Frogs are important particularly for a country such as India, where the agricultural sector plays a vital role in the economy. They devour pests which pose a threat to crops and prevent the spread of vector-borne diseases like malaria because they consume parasites responsible for the disease. An adult frog devours its own weight of insects daily. Thus, if its population goes down, the insect population goes up. The extinction of frogs, on the one hand, means increasing the use of pesticides which is not only bad for agriculture in the long run, but poses a serious health hazard to all living organisms. On the other hand, the decline in amphibian population also means spread of diseases like malaria.

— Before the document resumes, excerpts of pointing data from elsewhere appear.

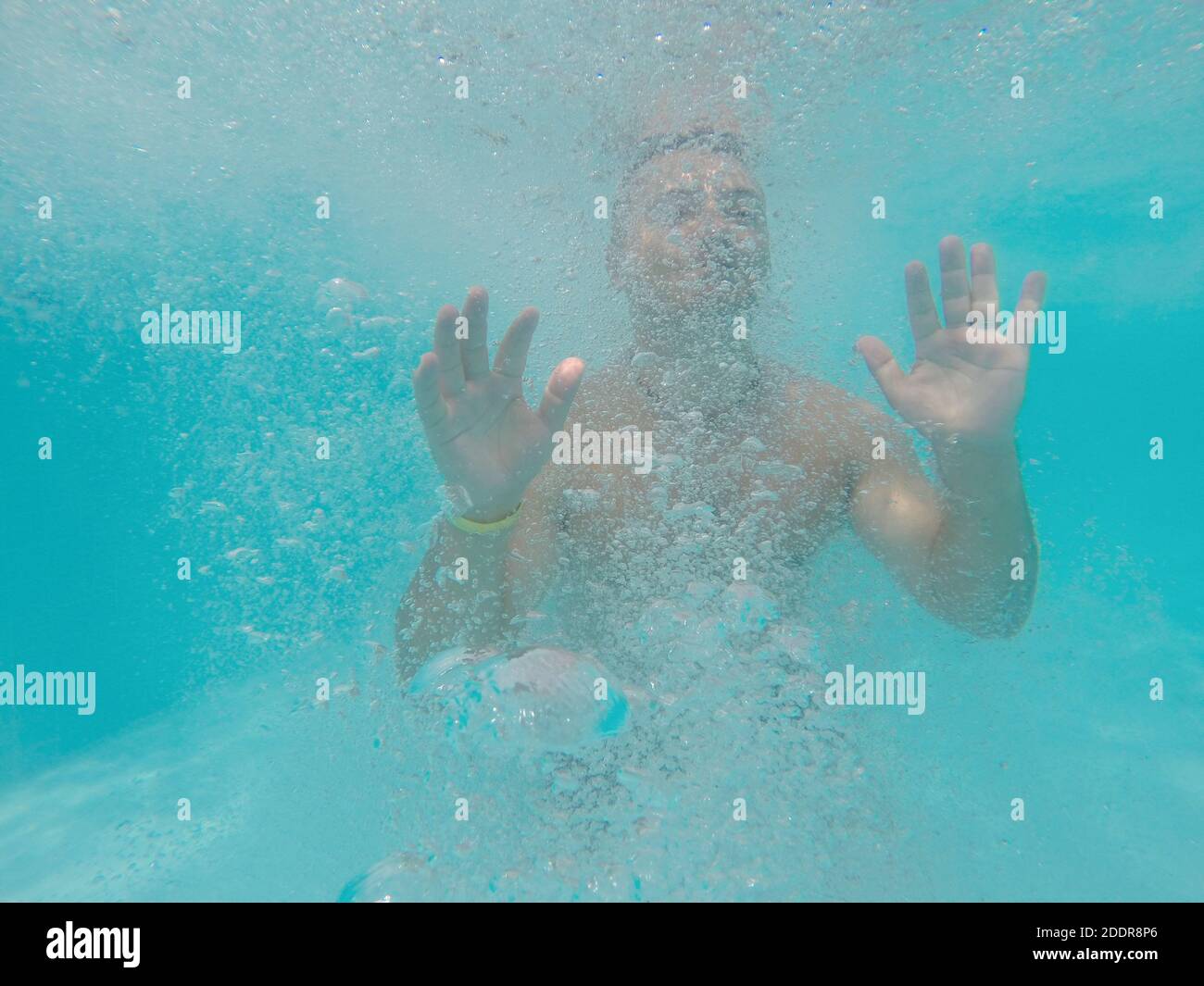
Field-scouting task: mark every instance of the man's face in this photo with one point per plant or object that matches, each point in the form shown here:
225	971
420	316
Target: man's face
696	239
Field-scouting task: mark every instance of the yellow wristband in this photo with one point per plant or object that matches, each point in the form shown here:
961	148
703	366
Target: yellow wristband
492	528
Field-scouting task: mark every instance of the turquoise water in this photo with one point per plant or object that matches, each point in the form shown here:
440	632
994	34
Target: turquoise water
207	689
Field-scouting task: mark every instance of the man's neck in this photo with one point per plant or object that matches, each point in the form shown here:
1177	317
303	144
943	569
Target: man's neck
694	361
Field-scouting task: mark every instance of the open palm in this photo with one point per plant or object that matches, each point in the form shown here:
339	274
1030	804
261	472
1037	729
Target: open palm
956	387
483	436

According to experts at the Bombay Natural History Society, in many parts of western Maharashtra, crops have been badly hit by proliferating insects as a result of large-scale slaughter of frogs. The Zoological Survey of India has also reported an increase in malaria in rural areas of West Bengal where 50 per cent of the frogs destined for export are captured. In India, trapping for export of frog legs poses a major threat (see box: With love, from India). However, not much is known about the commonest species of amphibians found in India. So far, 210 amphibian species are said to exist in India, making it one of the world's leading frog habitat. Most of these are said to be thriving in the Western Ghats, Andaman and Nicobar Islands, the foothills of the Himalaya and the northeast. Worldwide, there are 53 species of amphibians listed in the endangered category, of which three are in India.

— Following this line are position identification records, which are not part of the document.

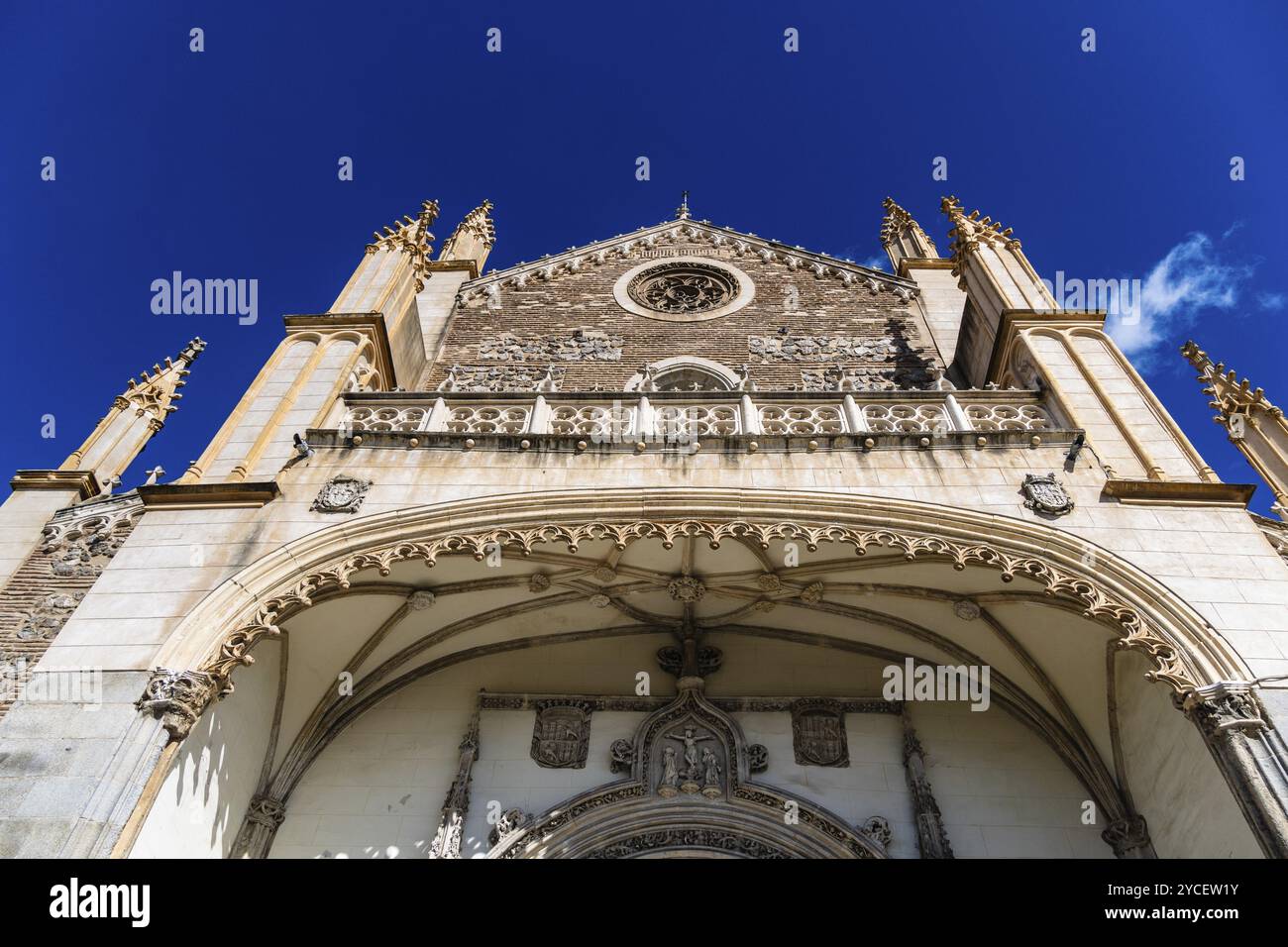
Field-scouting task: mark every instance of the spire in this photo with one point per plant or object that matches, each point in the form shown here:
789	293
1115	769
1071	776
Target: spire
473	237
1254	425
971	231
411	237
137	414
903	237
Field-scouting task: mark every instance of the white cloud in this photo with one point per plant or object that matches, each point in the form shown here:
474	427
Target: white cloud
1192	275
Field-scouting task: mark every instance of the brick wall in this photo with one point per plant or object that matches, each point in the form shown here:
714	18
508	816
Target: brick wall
568	302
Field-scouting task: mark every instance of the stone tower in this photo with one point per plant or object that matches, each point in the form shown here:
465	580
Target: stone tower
627	549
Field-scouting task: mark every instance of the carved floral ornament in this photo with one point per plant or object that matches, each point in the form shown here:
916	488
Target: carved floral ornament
728	244
180	697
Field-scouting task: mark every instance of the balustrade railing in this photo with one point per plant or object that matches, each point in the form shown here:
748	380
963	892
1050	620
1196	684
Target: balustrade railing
642	416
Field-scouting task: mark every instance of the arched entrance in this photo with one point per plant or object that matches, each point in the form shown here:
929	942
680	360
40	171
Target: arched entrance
887	579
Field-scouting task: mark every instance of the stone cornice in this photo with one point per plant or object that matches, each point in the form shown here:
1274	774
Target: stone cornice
370	324
1180	492
596	253
81	480
471	266
910	263
206	496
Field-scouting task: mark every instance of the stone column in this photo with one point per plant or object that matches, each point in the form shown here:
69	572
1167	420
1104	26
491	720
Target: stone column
451	821
931	838
263	818
1250	755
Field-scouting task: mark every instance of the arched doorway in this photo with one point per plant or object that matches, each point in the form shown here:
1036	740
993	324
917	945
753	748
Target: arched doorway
885	579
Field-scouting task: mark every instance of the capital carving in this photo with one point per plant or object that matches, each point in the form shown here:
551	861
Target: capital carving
178	698
266	810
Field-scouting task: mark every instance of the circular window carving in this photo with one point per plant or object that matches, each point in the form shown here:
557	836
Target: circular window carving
684	289
687	287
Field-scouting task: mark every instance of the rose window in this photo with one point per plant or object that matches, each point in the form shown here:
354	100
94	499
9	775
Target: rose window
683	289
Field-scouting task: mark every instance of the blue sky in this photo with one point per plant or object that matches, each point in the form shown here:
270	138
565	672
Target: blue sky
223	163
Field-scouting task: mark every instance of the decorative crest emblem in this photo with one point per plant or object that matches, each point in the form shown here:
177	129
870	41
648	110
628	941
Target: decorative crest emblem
1046	495
818	735
340	495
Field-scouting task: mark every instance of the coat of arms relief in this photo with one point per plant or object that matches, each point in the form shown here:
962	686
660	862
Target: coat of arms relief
340	495
1044	493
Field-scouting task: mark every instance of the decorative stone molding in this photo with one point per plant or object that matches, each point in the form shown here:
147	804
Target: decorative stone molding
818	733
1044	493
687	589
725	841
507	823
179	698
671	660
1128	838
621	755
583	346
1096	600
340	495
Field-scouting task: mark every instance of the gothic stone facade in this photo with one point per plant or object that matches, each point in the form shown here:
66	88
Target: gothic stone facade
614	554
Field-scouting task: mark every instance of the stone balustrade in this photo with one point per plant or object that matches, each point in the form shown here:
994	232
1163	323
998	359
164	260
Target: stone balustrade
670	415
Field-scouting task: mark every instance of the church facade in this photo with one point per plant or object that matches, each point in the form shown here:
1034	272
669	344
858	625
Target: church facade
683	543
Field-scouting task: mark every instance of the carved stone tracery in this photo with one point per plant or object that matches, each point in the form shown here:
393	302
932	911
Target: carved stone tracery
1098	603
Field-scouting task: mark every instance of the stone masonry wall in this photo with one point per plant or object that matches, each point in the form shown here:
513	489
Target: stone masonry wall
574	322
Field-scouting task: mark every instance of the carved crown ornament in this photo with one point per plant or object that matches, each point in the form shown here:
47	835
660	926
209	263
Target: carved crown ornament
671	232
410	237
180	697
1229	395
690	787
970	232
1044	493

It is predicted that the number of amphibian species found in India will increase many fold if systematic studies are carried out. For instance, in Sri Lanka, Kelum Manamandra-Arachchi and Rohan Pethiyagoda of the Sri Lanka Wildlife Heritage Trust demonstrated — using both traditional morphological and acoustic data and molecular techniques — that the fauna includes over 250 species, a far cry from the 55 species listed till then. In the Indian context, over-extraction of groundwater for human use, which can dry up or decrease levels of water in ponds during summer and destruction of forests has led to either complete loss of forests or their fragmentation. This could isolate amphibian populations, and relegate them in smaller sub-populations that may no longer be genetically viable. Besides, certain forestry practices such as removal of leaf litter may also be working against biodiversity conservation.

So what impedes the acquisition of this information in India? What is rarer than amphibian species are people who can identify them. The science, called systematic, which deals with relationships between and within species, is not taught in India, and nearly all systematicists are self-taught. This explains why data on amphibians is still very sparse. Even the most comprehensive collections of India, such as those of the Zoological Survey of India and the Bombay Natural History Museum, do not have close to half of India's described amphibian species.

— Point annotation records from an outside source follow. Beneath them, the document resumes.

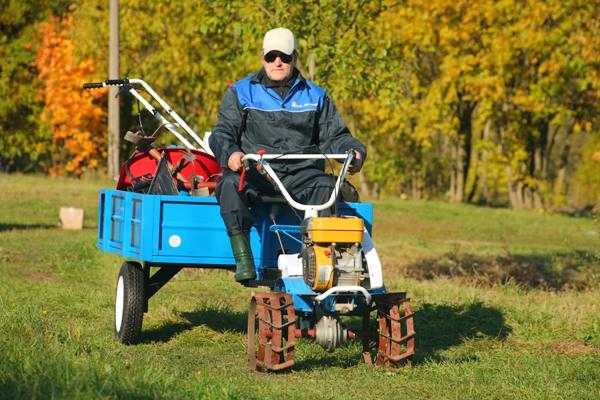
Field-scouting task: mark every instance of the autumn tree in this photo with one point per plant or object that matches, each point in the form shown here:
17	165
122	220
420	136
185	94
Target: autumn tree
76	118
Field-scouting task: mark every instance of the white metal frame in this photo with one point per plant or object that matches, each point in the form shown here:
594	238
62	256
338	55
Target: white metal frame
309	210
170	126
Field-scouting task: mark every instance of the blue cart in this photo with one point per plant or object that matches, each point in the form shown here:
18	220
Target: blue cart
316	270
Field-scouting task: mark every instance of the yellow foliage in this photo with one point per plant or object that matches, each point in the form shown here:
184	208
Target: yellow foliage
76	118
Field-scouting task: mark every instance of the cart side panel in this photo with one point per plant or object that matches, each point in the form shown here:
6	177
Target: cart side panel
192	229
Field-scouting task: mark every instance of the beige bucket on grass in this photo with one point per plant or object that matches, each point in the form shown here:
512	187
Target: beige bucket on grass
71	218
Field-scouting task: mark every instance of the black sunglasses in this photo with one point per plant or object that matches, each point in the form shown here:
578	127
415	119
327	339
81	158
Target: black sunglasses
272	55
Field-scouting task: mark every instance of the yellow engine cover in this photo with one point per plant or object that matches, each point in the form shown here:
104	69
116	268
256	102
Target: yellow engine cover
335	230
324	268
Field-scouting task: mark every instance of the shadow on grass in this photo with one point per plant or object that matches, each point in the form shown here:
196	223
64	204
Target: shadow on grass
555	271
438	327
442	326
22	227
219	320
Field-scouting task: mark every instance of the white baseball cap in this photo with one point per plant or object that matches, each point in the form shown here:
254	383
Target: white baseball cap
281	39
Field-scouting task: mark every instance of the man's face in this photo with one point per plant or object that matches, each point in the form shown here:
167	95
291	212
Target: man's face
276	66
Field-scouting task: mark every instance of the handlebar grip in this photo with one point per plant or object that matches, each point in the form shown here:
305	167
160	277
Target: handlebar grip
242	180
116	81
93	85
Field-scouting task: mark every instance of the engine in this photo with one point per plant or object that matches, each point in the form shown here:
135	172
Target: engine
332	254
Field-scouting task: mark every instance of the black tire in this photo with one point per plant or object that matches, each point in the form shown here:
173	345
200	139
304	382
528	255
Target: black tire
129	303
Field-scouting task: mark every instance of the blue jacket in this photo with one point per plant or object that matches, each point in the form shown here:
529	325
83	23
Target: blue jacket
253	116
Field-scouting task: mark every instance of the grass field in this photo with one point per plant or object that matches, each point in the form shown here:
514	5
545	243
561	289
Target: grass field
508	307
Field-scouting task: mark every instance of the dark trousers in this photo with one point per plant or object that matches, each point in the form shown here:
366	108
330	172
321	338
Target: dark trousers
236	207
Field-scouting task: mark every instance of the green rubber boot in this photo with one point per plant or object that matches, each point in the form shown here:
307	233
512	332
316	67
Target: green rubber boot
244	271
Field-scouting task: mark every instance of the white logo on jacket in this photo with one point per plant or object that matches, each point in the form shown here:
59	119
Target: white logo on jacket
294	104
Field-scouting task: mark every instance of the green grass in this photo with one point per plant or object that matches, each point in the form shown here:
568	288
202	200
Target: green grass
486	329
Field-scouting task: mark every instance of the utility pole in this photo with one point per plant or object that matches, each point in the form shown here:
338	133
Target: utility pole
113	101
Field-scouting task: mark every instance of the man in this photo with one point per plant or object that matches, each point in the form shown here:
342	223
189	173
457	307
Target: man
278	111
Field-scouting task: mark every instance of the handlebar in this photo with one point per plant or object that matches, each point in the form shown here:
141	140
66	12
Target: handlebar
108	82
309	210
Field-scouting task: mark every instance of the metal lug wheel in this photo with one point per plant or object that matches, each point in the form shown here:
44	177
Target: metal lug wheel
395	340
271	333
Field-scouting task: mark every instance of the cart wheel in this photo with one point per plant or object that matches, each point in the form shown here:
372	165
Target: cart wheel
271	332
129	303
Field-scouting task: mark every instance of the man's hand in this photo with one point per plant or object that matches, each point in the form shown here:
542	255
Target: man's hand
235	160
356	164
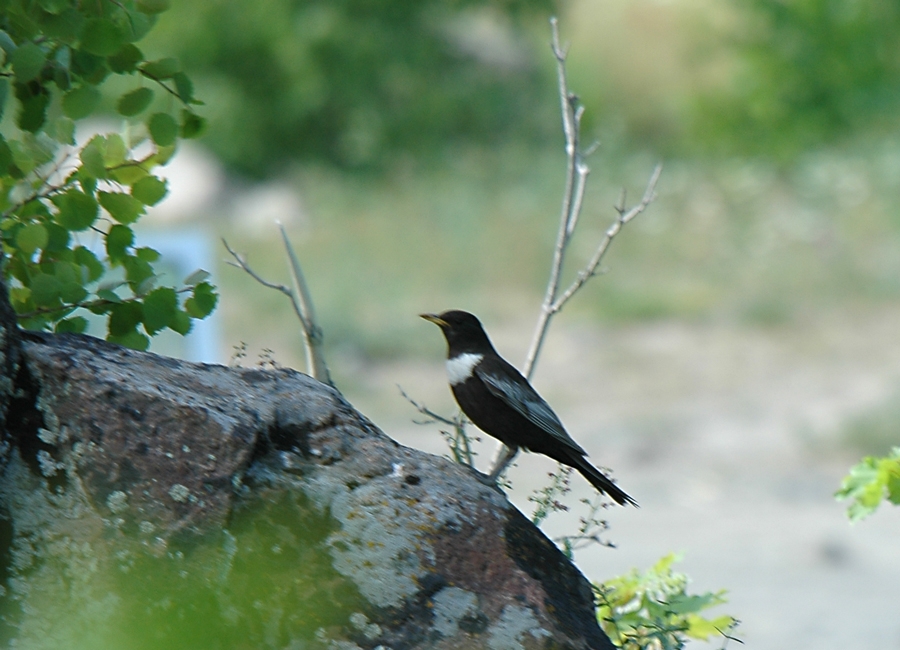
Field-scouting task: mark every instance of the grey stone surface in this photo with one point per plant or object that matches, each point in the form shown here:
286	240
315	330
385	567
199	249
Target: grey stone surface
254	508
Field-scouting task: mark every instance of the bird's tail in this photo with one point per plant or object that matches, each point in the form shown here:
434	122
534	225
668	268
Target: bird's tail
601	481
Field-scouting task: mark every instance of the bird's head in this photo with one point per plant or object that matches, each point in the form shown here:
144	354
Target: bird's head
462	330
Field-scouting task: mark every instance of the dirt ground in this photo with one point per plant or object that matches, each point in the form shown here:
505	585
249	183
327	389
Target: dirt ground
728	438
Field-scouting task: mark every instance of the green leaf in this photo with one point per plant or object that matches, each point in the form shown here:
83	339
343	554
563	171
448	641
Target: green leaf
28	61
6	158
128	174
72	293
124	208
58	238
21	299
116	151
196	278
135	102
126	59
147	254
183	87
160	306
76	325
124	318
4	93
86	259
192	125
149	190
118	240
63	26
163	129
161	69
6	43
108	295
152	6
45	290
80	102
137	271
63	131
203	301
101	37
77	210
93	157
31	237
33	100
53	6
133	339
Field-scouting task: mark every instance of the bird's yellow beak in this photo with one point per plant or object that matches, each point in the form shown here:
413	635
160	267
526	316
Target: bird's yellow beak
434	319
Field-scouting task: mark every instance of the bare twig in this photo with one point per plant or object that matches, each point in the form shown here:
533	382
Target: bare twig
458	440
577	172
302	304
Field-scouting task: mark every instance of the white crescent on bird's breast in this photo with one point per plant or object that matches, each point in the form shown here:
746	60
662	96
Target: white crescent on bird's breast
459	368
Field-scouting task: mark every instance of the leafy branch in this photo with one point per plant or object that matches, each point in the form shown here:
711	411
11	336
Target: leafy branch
653	610
870	482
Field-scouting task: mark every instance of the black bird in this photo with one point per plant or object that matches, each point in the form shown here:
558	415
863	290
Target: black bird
501	402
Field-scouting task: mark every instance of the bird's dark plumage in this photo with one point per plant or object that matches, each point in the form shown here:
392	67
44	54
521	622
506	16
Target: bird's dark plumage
501	402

Several frog and toad species are known only from the original description, and no effort has been made to find these species since. It is possible that some of these species are common and widespread, but status information is generally unavailable. Data collection has been for the most part not with the view of providing quantitative information — rather, they are subjective evaluations of abundance. Today, one can only assume that amphibians native to India may also be facing what its brethrens elsewhere are going through. In ancient times, frogs were believed to be harbingers of prosperity and plentiful rains. This belief will get eroded along with their disappearance. And the extermination of frogs could well spell doom for the entire human society.